Safety Manager Discusses Chevron's Response To Fire

The fire is out. And now the investigation begins. What sparked a crude oil feed pump to burn at Chevron's Pascagoula refinery? Friday morning, representatives from OSHA arrived at the refinery and began their investigation.

The fire ignited Thursday afternoon in the crude two processing unit. Rescue teams at the plant immediately contained the fire. But they had to wait more than six hours for it to burn itself out.

Here's what Chevron was saying about the fire 24 hours after it rattled Jackson County.

"This morning we put together an investigation team. We're just getting started in that," said Steve Renfroe. "We don't know what the cause was at this point. But we'll certainly be doing a thorough investigation. We'll get to the root cause of the incident. And we'll make any necessary adjustment based on that information."
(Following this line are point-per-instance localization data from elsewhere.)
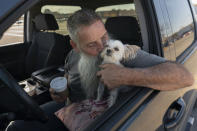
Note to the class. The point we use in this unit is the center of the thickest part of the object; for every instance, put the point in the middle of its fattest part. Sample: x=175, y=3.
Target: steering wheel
x=14, y=88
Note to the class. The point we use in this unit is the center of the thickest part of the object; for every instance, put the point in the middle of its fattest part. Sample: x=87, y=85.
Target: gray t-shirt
x=76, y=93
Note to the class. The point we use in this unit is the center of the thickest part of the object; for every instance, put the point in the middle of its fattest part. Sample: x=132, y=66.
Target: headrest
x=124, y=28
x=45, y=22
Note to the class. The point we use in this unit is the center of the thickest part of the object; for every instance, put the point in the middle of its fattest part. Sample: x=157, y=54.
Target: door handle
x=174, y=113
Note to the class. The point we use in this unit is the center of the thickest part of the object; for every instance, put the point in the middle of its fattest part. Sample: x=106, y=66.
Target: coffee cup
x=59, y=85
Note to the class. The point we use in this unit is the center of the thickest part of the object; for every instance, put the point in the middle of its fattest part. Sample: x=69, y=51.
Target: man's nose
x=100, y=45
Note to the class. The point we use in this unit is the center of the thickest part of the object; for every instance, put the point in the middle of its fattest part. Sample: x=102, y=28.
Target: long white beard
x=88, y=67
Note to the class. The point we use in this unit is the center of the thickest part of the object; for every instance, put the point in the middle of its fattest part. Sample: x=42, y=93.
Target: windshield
x=8, y=5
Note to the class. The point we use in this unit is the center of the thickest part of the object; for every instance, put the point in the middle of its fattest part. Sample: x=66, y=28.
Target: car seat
x=47, y=48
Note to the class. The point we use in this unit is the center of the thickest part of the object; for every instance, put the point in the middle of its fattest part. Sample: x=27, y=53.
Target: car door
x=180, y=47
x=145, y=109
x=13, y=44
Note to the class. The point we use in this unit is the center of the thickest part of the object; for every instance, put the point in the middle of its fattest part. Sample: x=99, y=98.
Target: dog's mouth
x=109, y=54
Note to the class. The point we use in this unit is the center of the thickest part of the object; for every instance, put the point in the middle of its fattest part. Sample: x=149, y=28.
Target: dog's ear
x=130, y=52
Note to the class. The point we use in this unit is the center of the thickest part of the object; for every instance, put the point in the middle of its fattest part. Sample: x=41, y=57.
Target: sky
x=194, y=2
x=71, y=9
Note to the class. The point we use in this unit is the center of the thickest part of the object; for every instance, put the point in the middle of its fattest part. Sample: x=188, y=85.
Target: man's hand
x=56, y=97
x=111, y=75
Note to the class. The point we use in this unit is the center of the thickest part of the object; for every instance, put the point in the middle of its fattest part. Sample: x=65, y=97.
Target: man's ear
x=74, y=45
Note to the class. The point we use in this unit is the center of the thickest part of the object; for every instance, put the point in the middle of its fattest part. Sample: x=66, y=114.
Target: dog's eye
x=116, y=49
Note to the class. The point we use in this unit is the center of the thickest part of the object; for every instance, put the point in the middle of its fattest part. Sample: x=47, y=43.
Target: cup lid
x=59, y=84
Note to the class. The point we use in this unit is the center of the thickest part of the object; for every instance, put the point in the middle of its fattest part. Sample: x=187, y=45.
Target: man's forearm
x=165, y=76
Chevron has 120 trained volunteers who are part of the refinery's emergency response. At just after 2:00 Thursday, everything they've learned about fighting petroleum fires was put to the test.

The Chevron fire station is just a few hundred yards away from the crude two processing unit. So when that alarm sounded, it took less than five minutes for rescue teams to jump into fire trucks and dash toward a growing inferno.

Rhonda Yoder is Chevron's manager of safety, environmental and health.

"One of the things that we say here with our emergency response group is that we hope we never use that training," said Yoder.

Yet Thursday afternoon, Chevron's emergency training got put to the ultimate test.

"That was what that emergency response team needed to do was go in and isolate that situation, isolate that unit and put that fire out," she said.

Yoder monitored the fire from the incident command center at the foot of the refinery. On the day after the Chevron emergency, rescue teams were still rolling back and forth from the compound to the damaged processing unit. Their boss raved about how quickly they contained a potentially catastrophic situation.

"Of course it's a very real and a very emotional situation for people. But the training and the experience and the professionalism of everyone here was demonstrated yesterday by the fire being put out and no one being hurt," said Yoder.

Crude two is the unit that caught on fire. It sits in the middle of Chevron, just to the south of the refinery's main entrance road.

"This was a hot, long job. And these guys managed that without someone being hurt. That's remarkable," Yoder said. "I went home and I was thankful that everyone did their job today and that a situation that could have been much worse that people went home safely."

There were actually two people who needed medical attention. But neither person was near the processing unit. According to Chevron, a man jumped off the back of a security truck and hurt his knee. And one other person suffered a heat related illness while leaving the plant.